Although it may be treating the symptoms (50% larger Checkpoints) and perhaps not the root cause (2x as many dirty pages) we are considering trying to disable Snappy compression because we noted that the average Checkpoint writes speed is often around 300MB/s which isn’t much higher than the suggested Snappy compression speed of 250MB/s.
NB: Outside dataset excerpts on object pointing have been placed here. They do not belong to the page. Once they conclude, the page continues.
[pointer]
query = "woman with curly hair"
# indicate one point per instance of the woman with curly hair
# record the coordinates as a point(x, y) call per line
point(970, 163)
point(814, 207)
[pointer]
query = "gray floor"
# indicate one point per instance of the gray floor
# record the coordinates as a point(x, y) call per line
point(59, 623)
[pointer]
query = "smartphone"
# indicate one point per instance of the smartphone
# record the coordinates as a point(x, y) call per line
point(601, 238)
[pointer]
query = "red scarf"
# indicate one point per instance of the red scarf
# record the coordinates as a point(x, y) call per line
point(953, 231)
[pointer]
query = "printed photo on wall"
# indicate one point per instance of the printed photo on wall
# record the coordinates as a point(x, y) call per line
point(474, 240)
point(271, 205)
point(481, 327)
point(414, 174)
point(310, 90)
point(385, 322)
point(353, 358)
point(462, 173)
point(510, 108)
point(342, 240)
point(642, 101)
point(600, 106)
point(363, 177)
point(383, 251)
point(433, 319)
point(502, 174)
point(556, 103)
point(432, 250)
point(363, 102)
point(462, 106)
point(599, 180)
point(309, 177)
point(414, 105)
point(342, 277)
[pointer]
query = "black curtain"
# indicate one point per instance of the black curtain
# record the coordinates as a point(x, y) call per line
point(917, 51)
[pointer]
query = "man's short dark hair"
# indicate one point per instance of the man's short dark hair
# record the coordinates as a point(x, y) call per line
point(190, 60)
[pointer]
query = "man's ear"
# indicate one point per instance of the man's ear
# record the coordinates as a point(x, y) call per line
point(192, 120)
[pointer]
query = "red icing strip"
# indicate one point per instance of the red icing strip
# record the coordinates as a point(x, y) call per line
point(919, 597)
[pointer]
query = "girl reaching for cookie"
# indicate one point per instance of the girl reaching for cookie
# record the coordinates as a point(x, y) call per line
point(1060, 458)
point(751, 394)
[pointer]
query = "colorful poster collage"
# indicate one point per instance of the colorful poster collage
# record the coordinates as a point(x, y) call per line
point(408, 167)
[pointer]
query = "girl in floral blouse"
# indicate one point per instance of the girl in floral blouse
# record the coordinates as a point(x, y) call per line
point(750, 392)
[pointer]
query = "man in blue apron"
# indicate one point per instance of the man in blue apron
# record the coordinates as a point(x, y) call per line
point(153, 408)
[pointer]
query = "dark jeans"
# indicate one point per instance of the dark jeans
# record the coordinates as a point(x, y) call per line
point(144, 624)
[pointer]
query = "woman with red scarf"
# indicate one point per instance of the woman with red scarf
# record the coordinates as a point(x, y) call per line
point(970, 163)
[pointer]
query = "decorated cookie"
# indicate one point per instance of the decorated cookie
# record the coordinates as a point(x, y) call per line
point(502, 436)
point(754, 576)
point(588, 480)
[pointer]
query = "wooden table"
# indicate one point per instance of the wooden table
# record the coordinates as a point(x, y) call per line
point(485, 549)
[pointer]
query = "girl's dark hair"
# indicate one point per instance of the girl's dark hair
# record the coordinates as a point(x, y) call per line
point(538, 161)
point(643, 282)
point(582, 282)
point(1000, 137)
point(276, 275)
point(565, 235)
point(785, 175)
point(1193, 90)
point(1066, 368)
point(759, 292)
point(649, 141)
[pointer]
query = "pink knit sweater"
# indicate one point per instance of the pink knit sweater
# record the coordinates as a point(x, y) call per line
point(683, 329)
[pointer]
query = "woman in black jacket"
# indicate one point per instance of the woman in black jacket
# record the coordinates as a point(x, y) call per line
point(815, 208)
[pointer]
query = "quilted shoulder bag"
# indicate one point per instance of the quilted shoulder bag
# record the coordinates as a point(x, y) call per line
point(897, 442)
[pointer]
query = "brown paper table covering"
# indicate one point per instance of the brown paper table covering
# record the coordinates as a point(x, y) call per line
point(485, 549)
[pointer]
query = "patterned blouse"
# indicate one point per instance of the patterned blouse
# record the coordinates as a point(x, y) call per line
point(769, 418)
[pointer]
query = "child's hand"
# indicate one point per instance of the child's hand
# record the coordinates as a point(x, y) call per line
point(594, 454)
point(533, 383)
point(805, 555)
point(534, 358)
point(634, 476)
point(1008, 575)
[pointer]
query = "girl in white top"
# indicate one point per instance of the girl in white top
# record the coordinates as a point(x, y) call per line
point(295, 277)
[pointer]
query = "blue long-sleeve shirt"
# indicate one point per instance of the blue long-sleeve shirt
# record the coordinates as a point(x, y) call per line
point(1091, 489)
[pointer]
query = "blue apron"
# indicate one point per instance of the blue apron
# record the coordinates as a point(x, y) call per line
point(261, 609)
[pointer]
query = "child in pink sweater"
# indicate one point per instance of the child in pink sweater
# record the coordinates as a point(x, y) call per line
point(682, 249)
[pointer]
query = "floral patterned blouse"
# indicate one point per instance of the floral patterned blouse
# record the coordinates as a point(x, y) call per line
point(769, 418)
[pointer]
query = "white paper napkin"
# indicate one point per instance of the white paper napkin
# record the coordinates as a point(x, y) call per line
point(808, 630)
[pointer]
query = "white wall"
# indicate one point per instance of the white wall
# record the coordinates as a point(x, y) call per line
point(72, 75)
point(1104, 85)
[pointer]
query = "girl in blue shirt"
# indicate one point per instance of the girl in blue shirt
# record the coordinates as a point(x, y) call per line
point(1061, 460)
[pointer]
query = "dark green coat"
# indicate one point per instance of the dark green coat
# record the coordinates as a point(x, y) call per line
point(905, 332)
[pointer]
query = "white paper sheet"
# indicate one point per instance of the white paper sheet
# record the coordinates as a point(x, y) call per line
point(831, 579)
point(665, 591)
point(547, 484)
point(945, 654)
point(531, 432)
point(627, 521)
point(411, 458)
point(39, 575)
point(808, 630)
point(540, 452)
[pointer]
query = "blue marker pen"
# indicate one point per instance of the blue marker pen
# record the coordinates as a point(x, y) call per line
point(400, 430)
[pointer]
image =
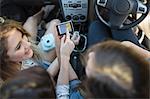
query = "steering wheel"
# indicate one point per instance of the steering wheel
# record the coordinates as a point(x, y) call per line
point(114, 13)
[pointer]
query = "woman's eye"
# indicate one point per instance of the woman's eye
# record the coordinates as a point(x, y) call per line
point(18, 46)
point(25, 37)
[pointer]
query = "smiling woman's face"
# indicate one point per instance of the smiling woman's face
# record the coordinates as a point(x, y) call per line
point(19, 48)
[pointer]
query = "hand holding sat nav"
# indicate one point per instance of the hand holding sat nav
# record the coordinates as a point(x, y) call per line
point(62, 29)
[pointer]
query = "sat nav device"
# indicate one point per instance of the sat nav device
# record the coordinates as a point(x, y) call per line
point(62, 28)
point(75, 10)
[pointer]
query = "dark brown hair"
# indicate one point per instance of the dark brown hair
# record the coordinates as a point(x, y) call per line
point(32, 83)
point(130, 65)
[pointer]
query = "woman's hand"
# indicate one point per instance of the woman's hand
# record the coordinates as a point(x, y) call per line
point(75, 38)
point(67, 45)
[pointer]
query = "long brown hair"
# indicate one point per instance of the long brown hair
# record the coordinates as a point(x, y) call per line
point(113, 60)
point(7, 67)
point(31, 83)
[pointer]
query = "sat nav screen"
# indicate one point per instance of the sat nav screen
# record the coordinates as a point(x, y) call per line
point(62, 28)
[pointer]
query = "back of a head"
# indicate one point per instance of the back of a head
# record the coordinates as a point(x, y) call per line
point(32, 83)
point(120, 72)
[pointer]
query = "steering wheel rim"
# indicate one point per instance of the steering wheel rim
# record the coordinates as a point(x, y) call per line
point(125, 26)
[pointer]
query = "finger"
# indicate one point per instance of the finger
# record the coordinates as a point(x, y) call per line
point(63, 40)
point(67, 34)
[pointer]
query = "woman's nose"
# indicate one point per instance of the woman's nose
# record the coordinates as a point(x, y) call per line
point(26, 44)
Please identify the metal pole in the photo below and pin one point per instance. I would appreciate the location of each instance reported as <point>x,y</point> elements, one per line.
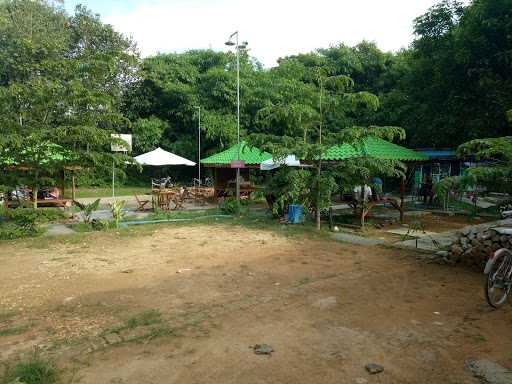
<point>238,121</point>
<point>113,180</point>
<point>199,147</point>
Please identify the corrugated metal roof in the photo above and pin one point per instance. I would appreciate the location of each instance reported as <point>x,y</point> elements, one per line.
<point>251,155</point>
<point>373,147</point>
<point>438,153</point>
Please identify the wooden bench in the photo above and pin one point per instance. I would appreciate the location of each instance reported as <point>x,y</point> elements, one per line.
<point>60,203</point>
<point>363,211</point>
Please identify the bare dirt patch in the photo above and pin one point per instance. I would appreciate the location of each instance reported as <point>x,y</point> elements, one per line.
<point>180,304</point>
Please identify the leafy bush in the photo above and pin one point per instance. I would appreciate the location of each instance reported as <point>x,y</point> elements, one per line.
<point>11,231</point>
<point>23,222</point>
<point>28,215</point>
<point>116,208</point>
<point>230,207</point>
<point>86,210</point>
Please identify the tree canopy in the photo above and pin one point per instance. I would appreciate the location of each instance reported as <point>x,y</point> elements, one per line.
<point>71,80</point>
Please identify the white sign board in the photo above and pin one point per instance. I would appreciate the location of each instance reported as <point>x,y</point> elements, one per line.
<point>121,148</point>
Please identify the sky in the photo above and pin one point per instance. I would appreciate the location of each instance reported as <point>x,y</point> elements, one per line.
<point>272,28</point>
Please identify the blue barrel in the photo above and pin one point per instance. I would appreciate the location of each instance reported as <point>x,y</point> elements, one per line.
<point>295,215</point>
We are also considering reverting to 4.4 to test the theory that this is a regression in Mongo 5. We are not in a position to upgrade to 6 just yet because we still depend on scripts using the legacy shell. We have also scoured the release notes for Mongo 6 (and 7) and could find no mention of improvements to checkpoint writing so we are reluctant to rush forward to 6 at this time.
Currently running 5.0.23 on Linux 4.15.0-213-generic x86_64 Ubuntu 18.04.6 LTS
768GB of RAM, 6TB NVME SSD. Cluster has 3 identical visible members and 4 hidden members for disaster-recover, backups, and analytics.
Any advice welcome; we can open a Jira instead if you want private telemetry.